Les trois pays ont rompu avec les Accords d’Alger et ont rappelé, en avril dernier, leurs ambassadeurs en poste en Algérie pour consultations, après la violation du territoire malien par l’armée algérienne, un acte perçu à Bamako comme une ingérence inacceptable. L’AES affirme vouloir tourner la page d’une diplomatie dominée par Alger, accusée aujourd’hui de soutenir indirectement les mouvements rebelles dans le nord du Mali.
Depuis le retrait du Mali des accords d’Alger signés en 2015, l’Algérie a accueilli des leaders de l’opposition armée touarègue et soutenu la création du Front de libération de l’Azawad, né en novembre 2024. Une évolution paradoxale, puisque l’Algérie s’était opposée historiquement aux revendications autonomistes des Touaregs amazighs de cette région pendant les précédentes négociations.
Le Maroc renforce son soutien à l’AES
Dans ce contexte régional explosif, le Maroc suit de près les évolutions au Sahel. Le roi Mohammed VI a reçu, le 28 avril dernier, les ministres des Affaires étrangères de l’AES, une rencontre marquant le soutien croissant du royaume à l’alliance sahélienne. Des accords de coopération militaire ont été signés entre Rabat et les trois pays, avec l’intégration d’unités sahéliennes dans les formations des Forces armées royales (FAR).
Cette diplomatie active vise à contrer l’influence algérienne dans la région et à consolider une architecture sécuritaire propre à l’AES, à l’écart des médiations traditionnelles dominées par l’ONU ou l’Union africaine.
Menace d’extension vers la Mauritanie et le Sénégal
Les mouvements extrémistes progressent désormais vers l’ouest, menaçant des zones frontalières jusqu’ici relativement épargnées. Selon un média de Nouakchott, « ces groupes armés progressent vers la frontière malienne, voisine de la Mauritanie et du Sénégal », soulevant de vives inquiétudes à Nouakchott et à Dakar.

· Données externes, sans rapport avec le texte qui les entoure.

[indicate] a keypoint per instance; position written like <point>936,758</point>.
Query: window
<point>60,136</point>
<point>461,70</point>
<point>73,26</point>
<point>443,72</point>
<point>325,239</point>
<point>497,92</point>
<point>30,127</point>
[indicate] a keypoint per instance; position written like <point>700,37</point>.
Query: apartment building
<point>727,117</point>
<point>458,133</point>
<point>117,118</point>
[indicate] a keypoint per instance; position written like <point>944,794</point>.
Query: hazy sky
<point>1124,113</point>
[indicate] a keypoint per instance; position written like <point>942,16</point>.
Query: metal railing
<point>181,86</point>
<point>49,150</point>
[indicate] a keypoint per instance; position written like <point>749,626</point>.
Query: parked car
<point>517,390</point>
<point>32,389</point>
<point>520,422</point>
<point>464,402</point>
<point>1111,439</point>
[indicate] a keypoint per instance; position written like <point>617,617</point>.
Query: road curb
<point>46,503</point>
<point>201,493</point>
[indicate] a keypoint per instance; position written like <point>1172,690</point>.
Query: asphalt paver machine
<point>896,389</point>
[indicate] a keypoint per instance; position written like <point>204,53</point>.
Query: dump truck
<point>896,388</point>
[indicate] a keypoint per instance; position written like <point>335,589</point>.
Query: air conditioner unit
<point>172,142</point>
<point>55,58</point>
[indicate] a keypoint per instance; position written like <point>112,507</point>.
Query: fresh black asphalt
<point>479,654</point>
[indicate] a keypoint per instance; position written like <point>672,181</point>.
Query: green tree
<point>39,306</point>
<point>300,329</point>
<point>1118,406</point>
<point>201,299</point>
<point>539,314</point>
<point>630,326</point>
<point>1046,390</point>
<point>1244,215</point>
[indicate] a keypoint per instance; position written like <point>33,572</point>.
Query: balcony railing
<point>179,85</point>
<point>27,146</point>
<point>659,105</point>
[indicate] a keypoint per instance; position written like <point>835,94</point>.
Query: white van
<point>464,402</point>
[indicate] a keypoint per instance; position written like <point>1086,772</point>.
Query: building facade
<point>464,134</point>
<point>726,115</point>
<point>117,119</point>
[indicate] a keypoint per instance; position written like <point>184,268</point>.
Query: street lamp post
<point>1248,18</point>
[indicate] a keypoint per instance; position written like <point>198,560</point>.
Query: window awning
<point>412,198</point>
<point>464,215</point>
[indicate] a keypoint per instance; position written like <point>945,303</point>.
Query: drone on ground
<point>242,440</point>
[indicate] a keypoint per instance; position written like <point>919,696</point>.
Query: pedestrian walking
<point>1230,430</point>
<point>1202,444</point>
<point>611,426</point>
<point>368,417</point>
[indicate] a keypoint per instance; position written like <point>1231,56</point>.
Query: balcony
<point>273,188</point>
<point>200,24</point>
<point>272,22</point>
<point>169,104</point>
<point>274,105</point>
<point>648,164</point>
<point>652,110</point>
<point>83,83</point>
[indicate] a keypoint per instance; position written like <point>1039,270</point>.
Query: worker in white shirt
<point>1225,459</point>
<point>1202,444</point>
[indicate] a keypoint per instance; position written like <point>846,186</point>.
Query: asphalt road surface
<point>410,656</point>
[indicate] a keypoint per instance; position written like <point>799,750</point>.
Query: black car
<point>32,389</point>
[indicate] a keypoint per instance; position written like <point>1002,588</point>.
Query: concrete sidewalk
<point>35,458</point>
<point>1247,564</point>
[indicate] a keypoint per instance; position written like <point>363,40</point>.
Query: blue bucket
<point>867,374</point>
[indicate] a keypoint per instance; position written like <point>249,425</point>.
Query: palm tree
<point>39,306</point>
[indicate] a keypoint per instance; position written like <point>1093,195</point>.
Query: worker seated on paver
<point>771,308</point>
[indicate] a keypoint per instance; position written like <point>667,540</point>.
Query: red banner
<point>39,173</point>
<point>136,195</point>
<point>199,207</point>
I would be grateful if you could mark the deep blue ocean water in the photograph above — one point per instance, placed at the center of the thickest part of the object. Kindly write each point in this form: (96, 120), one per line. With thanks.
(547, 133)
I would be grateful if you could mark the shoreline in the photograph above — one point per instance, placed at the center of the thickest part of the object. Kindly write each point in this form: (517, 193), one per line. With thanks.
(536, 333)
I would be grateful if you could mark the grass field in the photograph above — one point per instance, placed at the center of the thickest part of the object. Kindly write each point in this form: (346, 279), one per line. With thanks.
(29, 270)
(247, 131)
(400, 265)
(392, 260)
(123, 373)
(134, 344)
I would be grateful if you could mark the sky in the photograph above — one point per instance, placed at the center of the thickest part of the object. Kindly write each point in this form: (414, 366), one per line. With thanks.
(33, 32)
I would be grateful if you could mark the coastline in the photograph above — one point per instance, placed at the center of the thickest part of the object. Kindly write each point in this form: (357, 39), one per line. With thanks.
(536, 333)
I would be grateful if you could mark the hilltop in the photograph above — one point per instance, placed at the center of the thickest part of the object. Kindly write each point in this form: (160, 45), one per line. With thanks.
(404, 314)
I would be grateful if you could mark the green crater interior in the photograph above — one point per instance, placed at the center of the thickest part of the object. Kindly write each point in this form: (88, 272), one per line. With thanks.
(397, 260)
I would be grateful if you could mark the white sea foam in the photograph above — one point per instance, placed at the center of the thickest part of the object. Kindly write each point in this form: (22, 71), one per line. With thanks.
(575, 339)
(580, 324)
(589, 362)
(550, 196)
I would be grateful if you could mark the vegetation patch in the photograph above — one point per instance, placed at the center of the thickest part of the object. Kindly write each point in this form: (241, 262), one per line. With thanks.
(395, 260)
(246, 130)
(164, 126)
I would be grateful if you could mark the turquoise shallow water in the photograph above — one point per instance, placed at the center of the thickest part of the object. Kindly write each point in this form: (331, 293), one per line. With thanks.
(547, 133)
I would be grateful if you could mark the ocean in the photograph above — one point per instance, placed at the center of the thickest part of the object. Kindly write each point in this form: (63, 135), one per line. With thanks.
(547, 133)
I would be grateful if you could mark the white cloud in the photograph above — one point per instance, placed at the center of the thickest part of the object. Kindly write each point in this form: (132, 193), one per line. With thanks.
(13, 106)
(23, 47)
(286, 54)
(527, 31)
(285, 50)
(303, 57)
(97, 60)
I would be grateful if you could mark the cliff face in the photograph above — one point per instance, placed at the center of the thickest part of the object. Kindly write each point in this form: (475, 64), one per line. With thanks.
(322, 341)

Ces deux pays, historiquement en dehors de l’épicentre sahélien des violences, pourraient devenir les prochaines cibles d’organisations armées transnationales, dans un contexte d’affaiblissement de la coopération sécuritaire régionale. Une évolution qui impose, selon plusieurs analystes, un renforcement urgent des capacités de défense et de renseignement dans toute la sous-région.
En accusant indirectement l’Algérie de financer le terrorisme au Sahel, le Mali durcit son discours diplomatique et repositionne l’Alliance des États du Sahel comme acteur central de la stabilité régionale. Mais au-delà des joutes diplomatiques, les attaques récentes et l’extension des menaces vers la Mauritanie et le Sénégal illustrent l’ampleur du défi sécuritaire. La lutte contre le terrorisme au Sahel est désormais aussi une bataille d’influence entre États, avec des alliances qui se redessinent et une coopération régionale en pleine recomposition.